Las embarcaciones intervenidas eran utilizadas para remover grandes cantidades de sedimentos en ríos amazónicos, una práctica que provoca graves daños al ecosistema, contamina las fuentes de agua y afecta a las comunidades locales. Durante el operativo también se inutilizaron equipos y materiales destinados a las actividades mineras ilegales.

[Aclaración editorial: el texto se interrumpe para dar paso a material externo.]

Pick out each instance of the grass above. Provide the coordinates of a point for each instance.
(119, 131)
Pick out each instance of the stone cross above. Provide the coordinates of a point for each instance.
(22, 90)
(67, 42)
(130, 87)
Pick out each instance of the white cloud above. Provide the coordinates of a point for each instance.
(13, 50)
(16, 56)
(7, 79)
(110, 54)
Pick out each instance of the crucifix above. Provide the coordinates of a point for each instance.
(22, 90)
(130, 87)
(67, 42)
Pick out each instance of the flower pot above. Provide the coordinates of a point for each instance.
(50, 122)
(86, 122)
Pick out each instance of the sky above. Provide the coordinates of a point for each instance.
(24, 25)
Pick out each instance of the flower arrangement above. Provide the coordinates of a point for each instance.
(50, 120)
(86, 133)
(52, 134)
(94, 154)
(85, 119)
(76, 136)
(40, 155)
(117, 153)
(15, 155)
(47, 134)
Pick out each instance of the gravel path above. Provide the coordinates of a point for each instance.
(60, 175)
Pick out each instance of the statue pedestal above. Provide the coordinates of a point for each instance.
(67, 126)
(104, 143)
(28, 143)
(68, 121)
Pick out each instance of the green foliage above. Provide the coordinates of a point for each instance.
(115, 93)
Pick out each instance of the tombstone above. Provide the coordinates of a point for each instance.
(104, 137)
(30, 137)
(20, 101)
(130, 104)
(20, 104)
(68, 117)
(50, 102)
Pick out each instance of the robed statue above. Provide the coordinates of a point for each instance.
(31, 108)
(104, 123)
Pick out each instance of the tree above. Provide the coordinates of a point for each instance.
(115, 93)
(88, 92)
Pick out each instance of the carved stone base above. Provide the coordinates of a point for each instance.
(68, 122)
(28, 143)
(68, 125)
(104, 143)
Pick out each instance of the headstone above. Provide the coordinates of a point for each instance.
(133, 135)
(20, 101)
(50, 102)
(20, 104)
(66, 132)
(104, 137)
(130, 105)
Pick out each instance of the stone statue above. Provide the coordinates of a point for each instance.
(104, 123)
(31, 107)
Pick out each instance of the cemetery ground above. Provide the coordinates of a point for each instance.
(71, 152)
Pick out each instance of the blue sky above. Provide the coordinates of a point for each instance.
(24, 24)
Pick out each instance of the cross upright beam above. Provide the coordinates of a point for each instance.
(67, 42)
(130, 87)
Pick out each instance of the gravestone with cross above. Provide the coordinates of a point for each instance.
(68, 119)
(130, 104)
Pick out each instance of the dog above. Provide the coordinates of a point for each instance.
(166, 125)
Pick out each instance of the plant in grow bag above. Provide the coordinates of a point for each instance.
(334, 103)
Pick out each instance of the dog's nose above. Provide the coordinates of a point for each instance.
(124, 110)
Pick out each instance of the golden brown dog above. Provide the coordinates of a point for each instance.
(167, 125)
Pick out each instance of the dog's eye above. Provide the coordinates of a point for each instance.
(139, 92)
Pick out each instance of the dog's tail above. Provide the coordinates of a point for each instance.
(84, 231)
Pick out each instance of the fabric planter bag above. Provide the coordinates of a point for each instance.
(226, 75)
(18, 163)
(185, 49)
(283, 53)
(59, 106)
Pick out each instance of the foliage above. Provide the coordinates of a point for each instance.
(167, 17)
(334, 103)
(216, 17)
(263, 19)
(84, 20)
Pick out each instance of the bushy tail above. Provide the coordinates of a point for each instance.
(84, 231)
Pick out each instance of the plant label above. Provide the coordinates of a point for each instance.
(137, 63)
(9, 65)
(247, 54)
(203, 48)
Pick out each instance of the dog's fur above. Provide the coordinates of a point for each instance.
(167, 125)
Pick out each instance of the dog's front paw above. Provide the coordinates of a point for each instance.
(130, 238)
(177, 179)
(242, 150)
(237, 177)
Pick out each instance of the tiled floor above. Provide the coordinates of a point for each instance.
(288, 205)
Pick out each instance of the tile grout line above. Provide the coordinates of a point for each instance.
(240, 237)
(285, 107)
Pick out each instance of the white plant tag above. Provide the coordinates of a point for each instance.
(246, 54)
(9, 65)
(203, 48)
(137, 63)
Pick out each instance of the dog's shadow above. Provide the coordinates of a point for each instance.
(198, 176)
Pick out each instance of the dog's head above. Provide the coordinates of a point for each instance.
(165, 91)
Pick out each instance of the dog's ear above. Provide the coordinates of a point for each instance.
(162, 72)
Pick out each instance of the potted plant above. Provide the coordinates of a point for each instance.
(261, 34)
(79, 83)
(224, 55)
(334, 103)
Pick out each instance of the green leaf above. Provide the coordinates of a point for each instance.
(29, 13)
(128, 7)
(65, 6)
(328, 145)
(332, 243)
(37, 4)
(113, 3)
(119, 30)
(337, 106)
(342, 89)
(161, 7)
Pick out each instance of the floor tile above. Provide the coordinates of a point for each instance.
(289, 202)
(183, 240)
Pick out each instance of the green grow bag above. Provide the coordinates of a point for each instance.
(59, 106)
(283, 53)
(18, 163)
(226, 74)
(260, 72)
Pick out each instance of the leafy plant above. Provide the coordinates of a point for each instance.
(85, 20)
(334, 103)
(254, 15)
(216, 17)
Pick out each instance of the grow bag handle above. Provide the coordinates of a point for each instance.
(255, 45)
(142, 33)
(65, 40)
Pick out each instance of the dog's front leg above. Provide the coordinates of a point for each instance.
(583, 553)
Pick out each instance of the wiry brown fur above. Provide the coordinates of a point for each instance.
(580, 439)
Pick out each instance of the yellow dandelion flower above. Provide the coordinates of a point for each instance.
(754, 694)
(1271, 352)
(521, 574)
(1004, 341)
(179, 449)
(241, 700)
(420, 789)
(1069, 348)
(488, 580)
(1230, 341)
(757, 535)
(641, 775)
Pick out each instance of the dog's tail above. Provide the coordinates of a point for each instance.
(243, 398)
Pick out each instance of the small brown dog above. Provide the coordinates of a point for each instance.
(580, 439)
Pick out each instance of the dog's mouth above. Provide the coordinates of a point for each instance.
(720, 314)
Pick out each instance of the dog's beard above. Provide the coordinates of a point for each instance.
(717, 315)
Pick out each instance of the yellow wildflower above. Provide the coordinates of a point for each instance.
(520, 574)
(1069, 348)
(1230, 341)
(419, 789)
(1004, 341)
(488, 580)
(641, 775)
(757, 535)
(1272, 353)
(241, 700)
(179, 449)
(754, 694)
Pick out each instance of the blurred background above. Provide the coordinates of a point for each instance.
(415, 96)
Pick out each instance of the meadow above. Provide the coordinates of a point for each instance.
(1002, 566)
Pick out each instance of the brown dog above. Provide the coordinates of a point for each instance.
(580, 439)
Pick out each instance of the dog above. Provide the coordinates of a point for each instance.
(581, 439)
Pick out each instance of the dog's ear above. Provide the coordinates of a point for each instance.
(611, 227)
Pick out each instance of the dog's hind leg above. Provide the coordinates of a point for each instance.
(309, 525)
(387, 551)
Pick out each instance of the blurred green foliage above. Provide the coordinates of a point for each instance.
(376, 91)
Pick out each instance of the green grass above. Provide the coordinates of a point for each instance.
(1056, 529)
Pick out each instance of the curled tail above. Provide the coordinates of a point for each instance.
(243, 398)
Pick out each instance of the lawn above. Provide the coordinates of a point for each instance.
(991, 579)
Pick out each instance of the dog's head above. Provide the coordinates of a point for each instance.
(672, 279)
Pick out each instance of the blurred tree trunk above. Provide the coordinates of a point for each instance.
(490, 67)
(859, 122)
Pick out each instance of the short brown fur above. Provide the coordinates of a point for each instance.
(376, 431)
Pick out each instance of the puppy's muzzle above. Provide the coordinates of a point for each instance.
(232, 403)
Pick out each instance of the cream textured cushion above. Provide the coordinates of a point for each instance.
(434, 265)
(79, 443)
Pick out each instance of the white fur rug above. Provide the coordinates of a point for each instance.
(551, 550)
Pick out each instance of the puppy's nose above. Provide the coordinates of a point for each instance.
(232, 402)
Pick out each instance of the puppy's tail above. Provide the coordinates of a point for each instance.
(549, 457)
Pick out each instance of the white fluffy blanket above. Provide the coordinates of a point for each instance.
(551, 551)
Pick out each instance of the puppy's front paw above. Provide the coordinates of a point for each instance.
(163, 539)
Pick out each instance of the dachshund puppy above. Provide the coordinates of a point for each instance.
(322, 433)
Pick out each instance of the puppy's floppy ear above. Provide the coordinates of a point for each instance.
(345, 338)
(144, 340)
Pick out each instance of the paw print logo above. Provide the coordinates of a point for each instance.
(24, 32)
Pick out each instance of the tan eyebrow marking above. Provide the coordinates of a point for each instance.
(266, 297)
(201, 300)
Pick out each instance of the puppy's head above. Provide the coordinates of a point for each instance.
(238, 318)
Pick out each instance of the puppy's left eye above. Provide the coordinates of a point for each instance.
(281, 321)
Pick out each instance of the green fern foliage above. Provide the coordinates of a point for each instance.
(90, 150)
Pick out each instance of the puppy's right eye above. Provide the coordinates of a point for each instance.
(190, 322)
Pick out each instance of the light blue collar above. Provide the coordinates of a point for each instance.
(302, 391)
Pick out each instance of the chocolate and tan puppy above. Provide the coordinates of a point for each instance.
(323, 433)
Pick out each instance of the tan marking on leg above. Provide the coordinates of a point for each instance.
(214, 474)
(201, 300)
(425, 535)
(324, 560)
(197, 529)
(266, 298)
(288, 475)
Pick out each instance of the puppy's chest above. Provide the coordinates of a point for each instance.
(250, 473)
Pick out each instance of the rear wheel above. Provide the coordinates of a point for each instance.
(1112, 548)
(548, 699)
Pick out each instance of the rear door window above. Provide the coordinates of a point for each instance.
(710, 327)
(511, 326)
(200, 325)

Las autoridades señalaron que estas acciones forman parte de la estrategia del Estado para combatir las economías ilícitas que operan en la Amazonía peruana y que generan un fuerte impacto ambiental, además de estar vinculadas en muchos casos a otros delitos como la trata de personas, el tráfico de insumos y el crimen organizado.
La minería ilegal continúa siendo una de las principales amenazas para los bosques amazónicos del Perú, por lo que las fuerzas del orden han reiterado que mantendrán los operativos de interdicción en las zonas identificadas como focos de esta actividad.